For centuries women have been helping other women deliver their babies, this is where the occupation of midwife developed. A midwife is an expert on all the options available to a woman during labor and delivery, and specializes in ensuring that the pregnant mother and baby need as little medical intervention as possible.
Midwives Model Of Care
This outline covers the main responsibilities of the midwife:
- To monitor the physical, psychological and general well-being of the mother throughout her pregnancy and postpartum period.
- Give the mother education, counseling and prenatal care as well as personal assistance through labor and deliver as well as providing postpartum support.
- Minimize medical and technological intervention
- Referring women who are in need of obstetrical attention when identified.
What Exactly Is A Midwife?
A midwife provides health care services to pregnant women, which can include taking a thorough medical history, conducting gynecological exams, providing prescriptions, giving contraceptive counseling and providing care during labor and delivery. Specifically a midwife’s duty is to help women through their labor, delivery and after birth.
What Do Midwives Do?
The services that a midwife can provide depend on their qualifications and licensing, as well as the practice restrictions imposed by each state.

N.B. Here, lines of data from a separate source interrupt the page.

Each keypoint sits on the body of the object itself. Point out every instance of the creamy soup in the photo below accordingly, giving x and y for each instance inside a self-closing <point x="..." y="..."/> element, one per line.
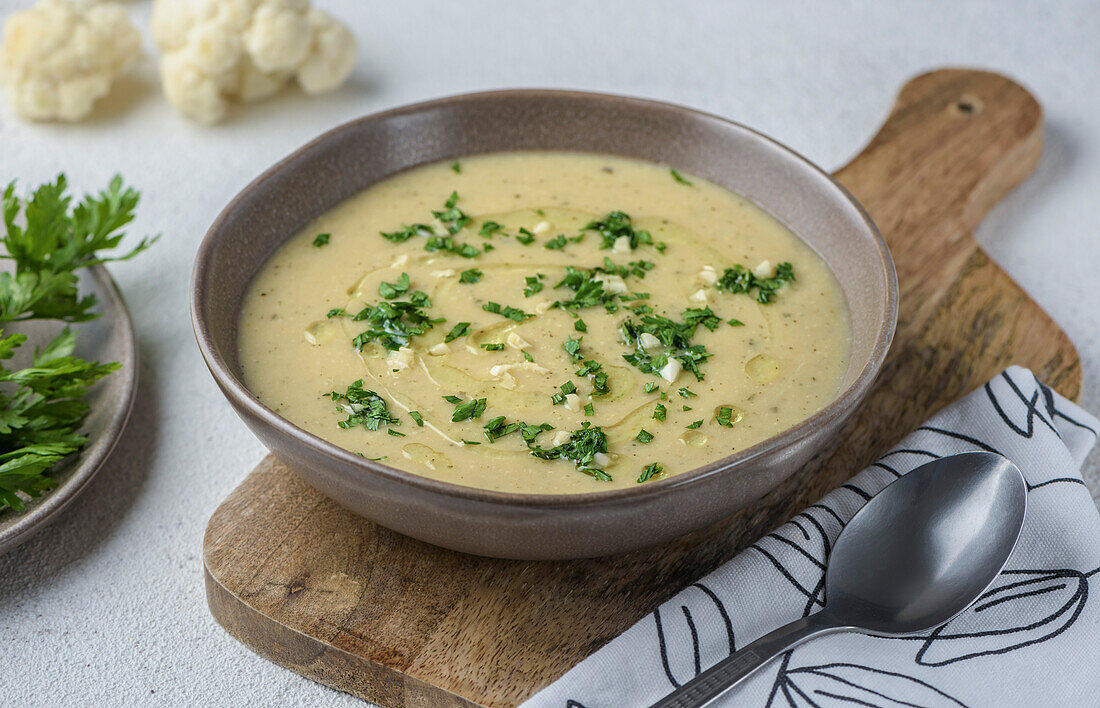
<point x="545" y="322"/>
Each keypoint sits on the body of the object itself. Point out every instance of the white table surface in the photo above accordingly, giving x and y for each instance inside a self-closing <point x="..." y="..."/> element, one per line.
<point x="107" y="606"/>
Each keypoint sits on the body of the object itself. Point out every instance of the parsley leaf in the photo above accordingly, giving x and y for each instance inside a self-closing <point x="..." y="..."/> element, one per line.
<point x="508" y="311"/>
<point x="364" y="408"/>
<point x="649" y="472"/>
<point x="740" y="279"/>
<point x="679" y="178"/>
<point x="459" y="330"/>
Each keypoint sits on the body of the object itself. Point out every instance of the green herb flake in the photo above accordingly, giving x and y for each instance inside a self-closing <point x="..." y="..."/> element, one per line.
<point x="459" y="330"/>
<point x="508" y="311"/>
<point x="679" y="178"/>
<point x="391" y="290"/>
<point x="470" y="410"/>
<point x="450" y="216"/>
<point x="364" y="408"/>
<point x="740" y="279"/>
<point x="557" y="243"/>
<point x="649" y="472"/>
<point x="573" y="347"/>
<point x="534" y="286"/>
<point x="488" y="228"/>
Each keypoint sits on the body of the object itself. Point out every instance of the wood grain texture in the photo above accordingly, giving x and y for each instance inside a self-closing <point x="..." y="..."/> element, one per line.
<point x="345" y="603"/>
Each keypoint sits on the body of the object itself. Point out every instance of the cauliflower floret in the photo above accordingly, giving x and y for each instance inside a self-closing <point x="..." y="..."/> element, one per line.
<point x="57" y="58"/>
<point x="216" y="51"/>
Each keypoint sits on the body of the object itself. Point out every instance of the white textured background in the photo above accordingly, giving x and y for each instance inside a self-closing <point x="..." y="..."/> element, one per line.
<point x="107" y="607"/>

If the midwife is also licensed as a nurse then she will be able to provide more extensive services than one who is a midwife alone.
Services that midwives can provide include gynecological exams, preconception care and family planning, prenatal care, newborn care, labor and delivery care and support, and menopausal management. They can also educate on fertility, contraception, nutrition, exercise, breastfeeding and infant care. Midwives are a fantastic economical option for pregnant women.
Types Of Midwives
Midwives can get certified through the American College of Nurse Midwives (ACNM) or the North American Registry of Midwives (NARM). Here is the description of the different types of midwives:
- CNM: Certified Nurse-Midwife – a person trained and licensed in nursing and midwifery. A CNM has at least a bachelor’s degree and is certified by the ACNM.

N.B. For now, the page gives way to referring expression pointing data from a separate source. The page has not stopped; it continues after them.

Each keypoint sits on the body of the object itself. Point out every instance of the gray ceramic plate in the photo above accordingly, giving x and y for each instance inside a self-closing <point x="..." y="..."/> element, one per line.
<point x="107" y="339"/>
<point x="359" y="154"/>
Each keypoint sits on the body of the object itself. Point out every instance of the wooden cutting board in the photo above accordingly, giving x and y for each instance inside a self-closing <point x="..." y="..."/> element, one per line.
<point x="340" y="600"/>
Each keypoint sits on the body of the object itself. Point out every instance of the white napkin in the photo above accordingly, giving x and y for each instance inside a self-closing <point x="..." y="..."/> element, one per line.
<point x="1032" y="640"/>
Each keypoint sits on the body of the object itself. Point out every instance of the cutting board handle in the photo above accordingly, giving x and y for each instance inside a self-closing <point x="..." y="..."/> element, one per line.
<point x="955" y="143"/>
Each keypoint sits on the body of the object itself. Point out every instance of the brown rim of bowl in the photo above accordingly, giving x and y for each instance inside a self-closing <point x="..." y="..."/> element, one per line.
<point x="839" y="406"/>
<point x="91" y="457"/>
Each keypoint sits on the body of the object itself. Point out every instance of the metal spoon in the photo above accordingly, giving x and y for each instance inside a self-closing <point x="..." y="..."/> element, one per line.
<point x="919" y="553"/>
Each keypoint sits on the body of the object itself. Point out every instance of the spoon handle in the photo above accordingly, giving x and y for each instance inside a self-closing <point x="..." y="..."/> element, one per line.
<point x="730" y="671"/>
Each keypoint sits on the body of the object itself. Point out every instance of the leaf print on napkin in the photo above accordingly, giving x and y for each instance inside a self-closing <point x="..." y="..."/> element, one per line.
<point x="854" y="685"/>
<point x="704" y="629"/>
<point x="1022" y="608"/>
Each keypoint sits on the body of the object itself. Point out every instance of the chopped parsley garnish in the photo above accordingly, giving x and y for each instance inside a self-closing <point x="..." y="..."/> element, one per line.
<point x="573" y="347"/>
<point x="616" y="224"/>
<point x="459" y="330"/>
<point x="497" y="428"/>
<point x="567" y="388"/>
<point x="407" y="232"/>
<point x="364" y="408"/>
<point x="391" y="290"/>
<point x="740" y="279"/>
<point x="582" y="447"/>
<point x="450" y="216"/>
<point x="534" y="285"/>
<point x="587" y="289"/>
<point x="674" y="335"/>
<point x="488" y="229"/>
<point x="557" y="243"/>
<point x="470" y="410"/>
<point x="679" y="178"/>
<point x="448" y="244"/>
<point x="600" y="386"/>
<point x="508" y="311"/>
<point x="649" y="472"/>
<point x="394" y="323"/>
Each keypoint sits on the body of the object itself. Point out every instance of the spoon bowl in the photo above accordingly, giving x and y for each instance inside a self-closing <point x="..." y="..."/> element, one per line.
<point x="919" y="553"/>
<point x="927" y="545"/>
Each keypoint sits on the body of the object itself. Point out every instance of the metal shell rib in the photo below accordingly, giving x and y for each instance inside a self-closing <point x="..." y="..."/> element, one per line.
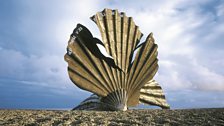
<point x="117" y="80"/>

- CPM: Certified Professional Midwife – a person trained as a midwife who meets the standards set by the ACNM.
- DEM: Direct-Entry Midwife – a person who has individually trained themselves in midwifery. Options for study include apprenticeship, midwifery school, college or university or even self-study.

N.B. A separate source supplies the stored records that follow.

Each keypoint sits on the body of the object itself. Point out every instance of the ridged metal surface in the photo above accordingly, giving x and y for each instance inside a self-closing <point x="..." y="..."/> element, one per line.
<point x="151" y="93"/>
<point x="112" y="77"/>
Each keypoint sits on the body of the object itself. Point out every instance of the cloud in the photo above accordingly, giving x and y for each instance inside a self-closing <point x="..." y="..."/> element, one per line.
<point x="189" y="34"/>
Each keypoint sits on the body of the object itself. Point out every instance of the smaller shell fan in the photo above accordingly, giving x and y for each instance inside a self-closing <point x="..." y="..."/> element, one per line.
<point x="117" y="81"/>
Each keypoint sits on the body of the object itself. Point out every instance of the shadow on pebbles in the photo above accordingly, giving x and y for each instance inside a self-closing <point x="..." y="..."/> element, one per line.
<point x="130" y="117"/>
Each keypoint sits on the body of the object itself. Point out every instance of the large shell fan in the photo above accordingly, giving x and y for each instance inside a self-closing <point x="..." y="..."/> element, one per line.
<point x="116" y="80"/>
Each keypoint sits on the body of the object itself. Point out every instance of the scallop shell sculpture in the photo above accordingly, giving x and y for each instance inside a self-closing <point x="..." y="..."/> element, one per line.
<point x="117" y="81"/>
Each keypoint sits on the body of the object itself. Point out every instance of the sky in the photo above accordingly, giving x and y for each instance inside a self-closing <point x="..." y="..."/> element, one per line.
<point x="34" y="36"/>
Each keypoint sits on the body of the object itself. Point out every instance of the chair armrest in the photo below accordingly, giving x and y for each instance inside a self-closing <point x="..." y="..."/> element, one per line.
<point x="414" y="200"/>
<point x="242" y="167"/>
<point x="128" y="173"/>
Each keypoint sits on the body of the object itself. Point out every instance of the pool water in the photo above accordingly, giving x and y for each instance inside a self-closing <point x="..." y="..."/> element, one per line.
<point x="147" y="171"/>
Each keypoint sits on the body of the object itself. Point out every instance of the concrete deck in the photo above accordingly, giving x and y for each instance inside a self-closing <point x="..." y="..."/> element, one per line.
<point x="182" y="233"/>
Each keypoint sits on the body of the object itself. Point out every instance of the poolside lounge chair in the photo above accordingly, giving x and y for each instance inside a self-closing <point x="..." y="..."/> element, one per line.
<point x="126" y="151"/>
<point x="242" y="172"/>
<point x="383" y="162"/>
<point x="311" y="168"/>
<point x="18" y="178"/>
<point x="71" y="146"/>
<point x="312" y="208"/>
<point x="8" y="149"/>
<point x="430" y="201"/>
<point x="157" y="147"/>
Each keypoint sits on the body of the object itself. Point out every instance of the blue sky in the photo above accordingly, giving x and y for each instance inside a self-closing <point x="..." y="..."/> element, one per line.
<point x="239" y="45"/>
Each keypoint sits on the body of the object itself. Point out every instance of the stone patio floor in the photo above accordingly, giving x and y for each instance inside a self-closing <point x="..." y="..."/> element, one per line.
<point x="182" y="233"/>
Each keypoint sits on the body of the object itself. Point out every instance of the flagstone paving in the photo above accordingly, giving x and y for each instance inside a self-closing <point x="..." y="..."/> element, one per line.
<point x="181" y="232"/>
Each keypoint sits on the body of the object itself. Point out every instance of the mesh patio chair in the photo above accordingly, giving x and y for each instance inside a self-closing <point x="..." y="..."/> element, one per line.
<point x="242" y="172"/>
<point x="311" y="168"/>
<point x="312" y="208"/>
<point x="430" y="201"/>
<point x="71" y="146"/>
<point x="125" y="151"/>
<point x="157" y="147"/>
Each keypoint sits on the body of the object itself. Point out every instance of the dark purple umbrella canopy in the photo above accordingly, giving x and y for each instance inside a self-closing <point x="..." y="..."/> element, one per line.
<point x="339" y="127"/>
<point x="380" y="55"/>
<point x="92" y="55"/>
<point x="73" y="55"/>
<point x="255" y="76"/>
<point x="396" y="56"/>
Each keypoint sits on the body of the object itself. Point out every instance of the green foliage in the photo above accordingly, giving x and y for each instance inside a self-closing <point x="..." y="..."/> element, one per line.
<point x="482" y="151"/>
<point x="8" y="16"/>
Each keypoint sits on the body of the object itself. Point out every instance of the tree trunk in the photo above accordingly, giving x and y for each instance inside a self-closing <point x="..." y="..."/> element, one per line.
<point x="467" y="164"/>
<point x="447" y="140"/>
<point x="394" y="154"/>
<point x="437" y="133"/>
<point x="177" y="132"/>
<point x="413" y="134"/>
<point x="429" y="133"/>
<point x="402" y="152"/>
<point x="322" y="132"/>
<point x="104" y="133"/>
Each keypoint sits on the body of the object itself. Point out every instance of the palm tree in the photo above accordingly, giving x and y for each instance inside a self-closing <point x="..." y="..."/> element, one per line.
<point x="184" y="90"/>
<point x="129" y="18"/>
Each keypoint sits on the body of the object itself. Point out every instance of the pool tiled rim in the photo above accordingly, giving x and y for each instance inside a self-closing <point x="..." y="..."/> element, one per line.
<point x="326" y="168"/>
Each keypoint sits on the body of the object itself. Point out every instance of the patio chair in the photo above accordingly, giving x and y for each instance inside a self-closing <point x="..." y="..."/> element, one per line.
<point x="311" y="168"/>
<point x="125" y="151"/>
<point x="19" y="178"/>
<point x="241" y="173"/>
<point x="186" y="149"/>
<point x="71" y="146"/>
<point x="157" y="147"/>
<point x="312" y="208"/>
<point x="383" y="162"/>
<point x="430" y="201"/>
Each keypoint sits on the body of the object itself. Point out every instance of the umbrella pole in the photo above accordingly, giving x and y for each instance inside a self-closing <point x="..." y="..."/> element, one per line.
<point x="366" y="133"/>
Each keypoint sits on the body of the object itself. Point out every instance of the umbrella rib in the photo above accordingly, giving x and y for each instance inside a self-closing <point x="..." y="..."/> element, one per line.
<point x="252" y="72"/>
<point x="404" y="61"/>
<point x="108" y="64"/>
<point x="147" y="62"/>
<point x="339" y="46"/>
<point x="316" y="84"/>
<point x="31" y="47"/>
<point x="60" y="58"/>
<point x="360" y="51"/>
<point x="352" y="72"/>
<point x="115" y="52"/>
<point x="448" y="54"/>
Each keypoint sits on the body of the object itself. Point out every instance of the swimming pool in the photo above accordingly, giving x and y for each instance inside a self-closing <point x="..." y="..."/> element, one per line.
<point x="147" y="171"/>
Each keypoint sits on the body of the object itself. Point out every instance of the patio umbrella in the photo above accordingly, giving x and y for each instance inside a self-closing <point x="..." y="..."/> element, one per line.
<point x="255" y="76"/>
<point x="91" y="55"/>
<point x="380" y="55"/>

- CM: Certified Midwife – a person trained and certified in midwifery, who has at least a bachelor’s degree and is certified by the ACNM.
- Lay Midwife – a person who has studied informally through self-study or apprenticeship but is not certified or licensed.
Where Do Midwives Work?
Midwives believe heavily in providing a natural childbirth experience whenever possible. They usually provide care in a private birthing center or at the mother’s home. Midwives can also work in conjunction with labor and delivery teams at hospitals. No matter where the mother chooses to give birth a midwife can provide assistance.
Benefits Of A Midwife
The primary reason why women choose a midwife is to keep the labor and delivery process natural, or at least as natural as possible. Midwives also provide excellent options when it comes to their fees, including payment plans, sliding scale fees and insurance plans.
Using a nurse-midwife along with a natural delivery may:
- Lower costs of maternity care
- Reduce mortality rates in conjunction with cesareans and other medical interventions
- Lower risk of recover complications
- Reduction of intervention rates
60 to 80% of pregnancies are considered low-risk, meaning that 20 to 40% of pregnancies may require medical intervention and require a doctor or surgeon. As long as adequate preparations are made in case of an emergency in a low-risk situation there is no reason why a home birth or delivery at a birth center cannot be attempted. In the case of higher risk pregnancies a midwife can still be utilized, but a delivery at a hospital will likely be recommended.